A large-scale corpus of political speeches for analyzing temporal figures and political enforcement patterns in times of change.

Notifications You must be signed in to change notification settings

HCDH-Uni-Heidelberg/chronorhetorics-corpus

Folders and files

NameName
Last commit message
Last commit date

Latest commit

 

History

9 Commits
 
 
 
 

Repository files navigation

Chronorhetorics logo

Chronorhetorics Corpus

A large-scale corpus of political speeches for analyzing temporal figures and political enforcement patterns in times of change.

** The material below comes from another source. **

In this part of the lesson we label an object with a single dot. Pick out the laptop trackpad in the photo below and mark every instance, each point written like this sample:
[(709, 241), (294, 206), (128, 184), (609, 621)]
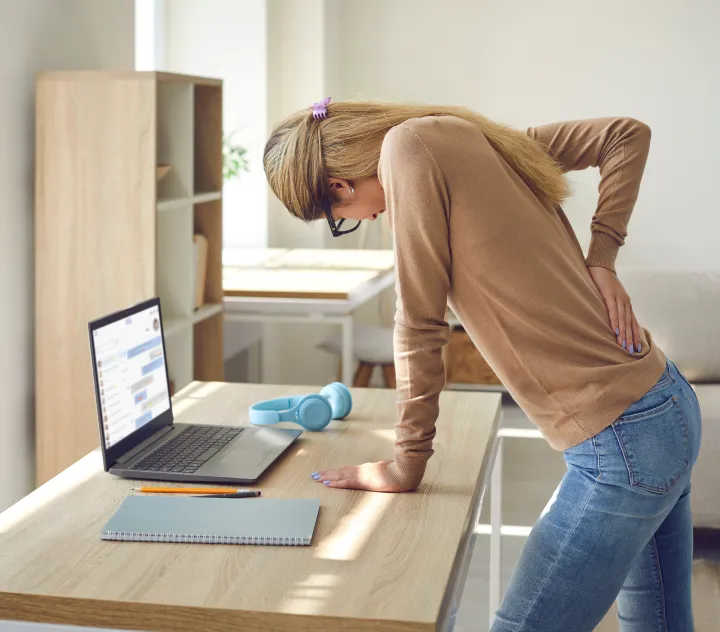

Version Last Updated DOI License Languages

Table of Contents

Overview

This corpus was created to study Chronorhetorics - the relationship between temporal language patterns and political enforcement in political discourse. The dataset enables computational linguistic analysis of how political actors use temporal references to advance their political projects and legitimize power.

⚠️ Work in Progress: This corpus is currently under active development. While we are making it available for research purposes, please be aware that additional content may be added over time, data structure changes may occur as we refine our approach, and field modifications might happen based on research needs and technical considerations. We recognize that some current technical design decisions may not be optimal and are subject to revision. Researchers using this corpus should expect potential updates and changes. We recommend checking back regularly for updates and versioning information.

Research Context

Our work explores the concept of Chronopolitics, specifically focusing on "politicized time" - time employed as a weapon of politics and a means of legitimizing political programs (Esposito & Becker, 2023). We investigate:

  • How patterns and linkages between political and temporal language can be made visible using computational linguistics
  • How these patterns manifest, especially in contexts of looming conflict and crises

Corpus Description

Sources

The corpus contains various forms of political speeches from multiple official and archival sources:

Government Sources:

Specialized Collections:

  • Munich Security Conference - Annual conference speeches (1963-2024)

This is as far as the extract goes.